Published under NIST AI RMF + OpenAI/Anthropic system-card conventions. Read this before integrating, auditing, or relying on agent outputs for consequential decisions.
Intended use
Dispatch work-order intake, NTE quoting, contractor routing, talent application scoring, and security scan initiation across US commercial field-service accounts. Operated by the platform under human ownership.
Out-of-scope
Defense contracting, export-controlled technologies (ITAR), high-risk medical decisions, financial instrument advice, child-directed services, or any use-case in the EU AI Act prohibited list.
Training & tuning data
Base models are proprietary frontier LLMs (Anthropic, OpenAI, Google) accessed via API. SteadyWrk does not train foundation models. Contextual data for routing comes from our own operational history plus public reference corpora.
Eval methodology
Rolling 30-day window across 8 evals (see /evals).
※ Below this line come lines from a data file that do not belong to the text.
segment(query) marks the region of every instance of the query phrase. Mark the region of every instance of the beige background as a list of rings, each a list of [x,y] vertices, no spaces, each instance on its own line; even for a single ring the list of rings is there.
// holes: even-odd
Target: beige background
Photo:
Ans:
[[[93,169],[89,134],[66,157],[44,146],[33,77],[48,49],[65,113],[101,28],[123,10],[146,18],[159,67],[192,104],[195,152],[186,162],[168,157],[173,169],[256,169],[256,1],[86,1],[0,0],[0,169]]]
Each eval reports Wilson score CI + bootstrap 95%. Ground truth is contractor outcome and payment disposition. Drift monitored weekly.
Capability limits
Quote accuracy ~90% within NTE bands. Routing confidence correlates with data completeness. Agent defers to human operator when confidence < 70% (QANAT rule 4).
Safety mitigations
Claims-based authorization. Zod schema validation on all inputs. Upstash rate-limits. Fingerprint tracking for anomalous request patterns. Kill switch via feature flag at the edge.
Failure modes
Known: overlapping NTE bands produce ambiguous routing; new accounts without historical data route conservatively; PDF parse errors on non-standard work-order formats fall back to manual review.
Escalation & human oversight
Confidence < 70% → human queue. Override rate < 3% targeted. All decisions emit audit event; append-only log with 7-year retention (QANAT rule 5).